Pandora was certainly a great App when it came out. It definitely (in my opinion) helped pave the way for internet radio and gave people the ability to create their own stations rather than listen to the repetitive nonsense that's on the radio now. Making money off this innovation however, has proved to be a bit of a problem. Pandora has to pay for content ... but users generally don't want to pay to hear it, just ask the folks over at Sirius/XM. Once Pandora switched to a Pay to Play (or listen to commercials), other Apps started appearing replicating Pandora's model but keeping the cost to the user down. Jango is the most direct comparison but iHeartRadio is also making strong inroads. Again, Pandora has yet to find a way to make money off their product ... and I don't see them finding a way anytime soon.
Lastly there's Netflix. They've been around the longest, are profitable, and have a wide subscriber base. They were very smart to lock in some great deals for digital content with the movie studios for the first few years ... but have become a victim of their own success. Seeing how valuable the digital rights were to their content, movie and production studios now want a great deal more for the same rights.
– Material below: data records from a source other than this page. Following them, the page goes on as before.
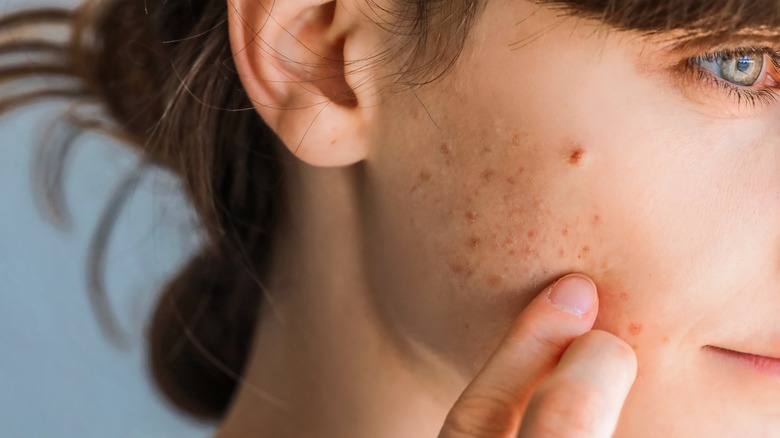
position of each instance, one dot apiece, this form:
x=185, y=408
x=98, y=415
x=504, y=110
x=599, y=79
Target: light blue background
x=59, y=376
It's not easy for Netflix to keep the subscription price the same when their costs increase 10 fold ... as we saw when they tried to create 2 different prices for Digital and Physical subscribers. Anyone who has Netflix now probably sees that the number of movies and shows has decreased somewhat as deals with various studios have expired and have not been renegotiated. While Netflix is certainly the strongest company of the bunch, with competition from even bigger companies such as Apple (NASDAQ: AAPL) and Amazon and Microsoft by way of the Xbox, I don't see a way for Netflix to survive on it's own. It's digital only subscribers will ultimately leave and the folks who want to be mailed DVDs will be better served at a retail location or by Redbox ... until DVDs go the way of VHS.